Sans parvenir à cacher ma stupéfaction, j'écoutais attentivement monsieur JONHSON. Le père d'Ashley était en phase terminale, ses derniers résultats d'analyses ne lui donnaient pas plus de quatre mois à vivre. Avant de mourir, il avait exprimé le désir de la revoir.

— Comprenez que monsieur WOODS souhaite partir en paix et pour cela, il désirerait s'entretenir avec vous.

Pour la première fois depuis que monsieur JONHSON avait pris la parole, j'eus le courage de me tourner vers Ashley. Elle était livide. La vie semblait l'avoir quittée. Murée dans un mutisme, elle ne prononçait aucun mot, n'émettait aucune question.

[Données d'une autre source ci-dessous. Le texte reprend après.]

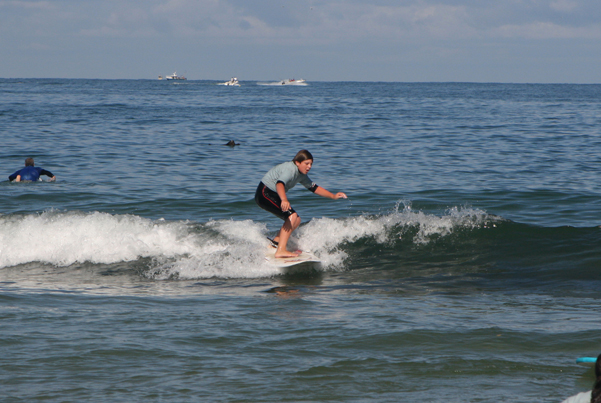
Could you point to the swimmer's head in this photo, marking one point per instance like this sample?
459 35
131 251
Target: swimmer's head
302 155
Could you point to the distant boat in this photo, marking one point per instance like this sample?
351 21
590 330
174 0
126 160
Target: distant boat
233 81
292 81
174 76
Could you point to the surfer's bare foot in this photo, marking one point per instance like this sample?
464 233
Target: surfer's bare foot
287 253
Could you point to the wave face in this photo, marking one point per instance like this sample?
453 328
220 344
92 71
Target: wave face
461 242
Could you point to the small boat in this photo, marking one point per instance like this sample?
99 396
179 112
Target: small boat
292 81
233 81
174 76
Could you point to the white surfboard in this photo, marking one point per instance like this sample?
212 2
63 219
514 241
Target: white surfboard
587 361
304 259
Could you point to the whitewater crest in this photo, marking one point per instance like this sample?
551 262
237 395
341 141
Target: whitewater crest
220 248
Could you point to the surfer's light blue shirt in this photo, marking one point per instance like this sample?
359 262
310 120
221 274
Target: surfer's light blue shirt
288 174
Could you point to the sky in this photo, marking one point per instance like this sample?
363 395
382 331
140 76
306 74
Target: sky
507 41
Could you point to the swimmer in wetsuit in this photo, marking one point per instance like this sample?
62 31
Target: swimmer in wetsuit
271 195
30 173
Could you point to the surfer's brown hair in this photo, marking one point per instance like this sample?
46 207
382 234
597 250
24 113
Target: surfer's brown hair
302 155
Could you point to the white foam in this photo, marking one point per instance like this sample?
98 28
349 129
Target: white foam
224 248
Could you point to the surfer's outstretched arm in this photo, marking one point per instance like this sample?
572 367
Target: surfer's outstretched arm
326 193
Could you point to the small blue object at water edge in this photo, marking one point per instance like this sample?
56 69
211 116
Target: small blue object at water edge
586 361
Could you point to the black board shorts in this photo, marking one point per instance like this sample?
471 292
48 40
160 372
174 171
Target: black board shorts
269 200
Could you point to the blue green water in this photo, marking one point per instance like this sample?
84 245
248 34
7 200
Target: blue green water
465 265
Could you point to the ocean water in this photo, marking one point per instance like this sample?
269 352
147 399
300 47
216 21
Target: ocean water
465 266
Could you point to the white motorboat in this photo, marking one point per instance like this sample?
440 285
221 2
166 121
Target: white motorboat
233 81
292 81
174 76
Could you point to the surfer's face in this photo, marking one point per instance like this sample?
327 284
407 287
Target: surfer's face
305 166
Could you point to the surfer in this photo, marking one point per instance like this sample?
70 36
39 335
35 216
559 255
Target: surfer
30 173
271 195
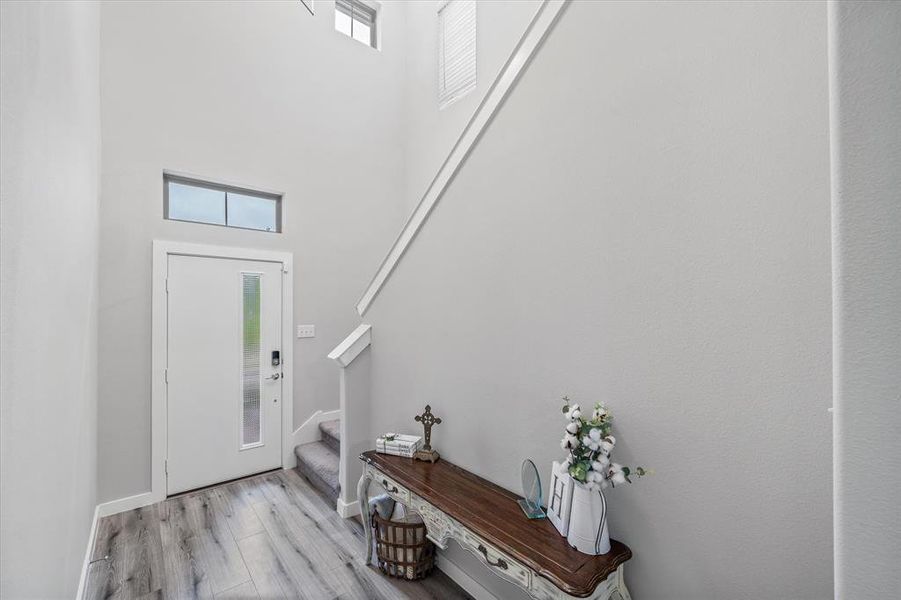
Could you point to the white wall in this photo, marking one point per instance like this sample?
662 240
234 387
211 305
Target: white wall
645 222
49 189
261 93
865 62
429 132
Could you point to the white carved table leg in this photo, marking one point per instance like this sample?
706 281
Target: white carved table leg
363 499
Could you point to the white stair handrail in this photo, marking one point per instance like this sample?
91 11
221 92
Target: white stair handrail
359 339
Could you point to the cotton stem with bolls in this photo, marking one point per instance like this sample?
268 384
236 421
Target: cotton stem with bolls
590 444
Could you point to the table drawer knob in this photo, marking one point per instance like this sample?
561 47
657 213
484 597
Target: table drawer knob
500 564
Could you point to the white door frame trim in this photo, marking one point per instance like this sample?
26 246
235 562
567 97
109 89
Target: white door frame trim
162 249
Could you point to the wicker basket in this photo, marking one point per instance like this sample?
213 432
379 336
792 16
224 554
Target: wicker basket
402 547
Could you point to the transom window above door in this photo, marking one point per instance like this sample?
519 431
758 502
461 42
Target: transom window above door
199 201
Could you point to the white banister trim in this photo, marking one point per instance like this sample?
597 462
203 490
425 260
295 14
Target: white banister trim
535 33
345 352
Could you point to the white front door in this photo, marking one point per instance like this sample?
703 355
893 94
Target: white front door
224 394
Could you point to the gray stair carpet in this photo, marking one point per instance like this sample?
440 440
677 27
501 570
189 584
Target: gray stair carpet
331 434
318 463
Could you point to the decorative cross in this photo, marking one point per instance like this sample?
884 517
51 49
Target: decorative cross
427 419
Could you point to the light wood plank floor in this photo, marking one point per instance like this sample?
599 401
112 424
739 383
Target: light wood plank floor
269 536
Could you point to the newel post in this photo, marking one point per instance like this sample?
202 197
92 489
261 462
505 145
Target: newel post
353 356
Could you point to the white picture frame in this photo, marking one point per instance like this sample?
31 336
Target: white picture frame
560 498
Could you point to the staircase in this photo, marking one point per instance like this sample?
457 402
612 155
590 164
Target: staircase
318 461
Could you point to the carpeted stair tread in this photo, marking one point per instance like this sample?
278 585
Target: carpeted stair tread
331 434
319 464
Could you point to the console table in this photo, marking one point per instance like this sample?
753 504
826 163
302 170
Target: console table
486 520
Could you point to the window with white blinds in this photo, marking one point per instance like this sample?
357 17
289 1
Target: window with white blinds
456 50
358 20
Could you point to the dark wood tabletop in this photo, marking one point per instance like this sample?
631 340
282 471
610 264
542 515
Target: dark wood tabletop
491 512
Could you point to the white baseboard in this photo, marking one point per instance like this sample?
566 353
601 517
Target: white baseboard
89 551
348 509
129 503
461 578
309 431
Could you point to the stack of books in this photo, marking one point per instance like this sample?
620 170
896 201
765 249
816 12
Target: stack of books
398 444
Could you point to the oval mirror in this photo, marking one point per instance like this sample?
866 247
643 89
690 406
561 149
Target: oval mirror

Une coquille vide. Le seul geste qui me permit de savoir que son corps était toujours habité fut ses ongles s'enfonçant profondément dans la chair de ses cuisses. Sa souffrance était tangible. Silencieusement, son corps criait sa détresse, dévoilant les tourments auxquels elle était livrée. Nue, exposée, sans défense, je la voyais vraiment pour la première fois. Sa fragilité me bouleversait tandis que le reflet de ma propre impuissance m'était insupportable. Alors, dans un esprit protecteur, j'entremêlai mes doigts aux siens tout en caressant du pouce son poignet. Cinq traces rougeâtres marquaient sa peau à l'emplacement où ses ongles avaient meurtri ses cuisses. À mon contact, elle sembla revenir à elle, s'accrochant fortement à ma main comme si elle était un point d'ancrage lui permettant de maintenir sa tête hors de l'eau. Puis tout bascula. Sa douleur, sa vulnérabilité laissèrent place à une telle froideur que j'en eus la chair de poule. Les murailles avaient repris leur place. Sa mâchoire se contracta et, quand elle prit la parole, elle s'exprima de façon détachée sans une once d'empathie.

— Monsieur JONHSON, de toute évidence, vous êtes un homme très occupé de par votre fonction. Alors je ne vais pas vous faire perdre votre temps. Personnellement, j'ai tourné la page avec Jacob WOODS il y a maintenant plusieurs années de cela et ma vie s'en porte parfaitement bien. Dites-lui de chercher l'absolution auprès d'une autre personne. Moi, je ne peux rien pour lui. Cependant, s'il le souhaite, je peux rencontrer son médecin et jeter un coup d'œil à son dossier médical pour voir si toutes les mesures ont été mises en place pour l'accompagner dans ses derniers jours. Bien sûr, s'il y a des frais supplémentaires, je veux bien être charitable et les prendre à ma charge.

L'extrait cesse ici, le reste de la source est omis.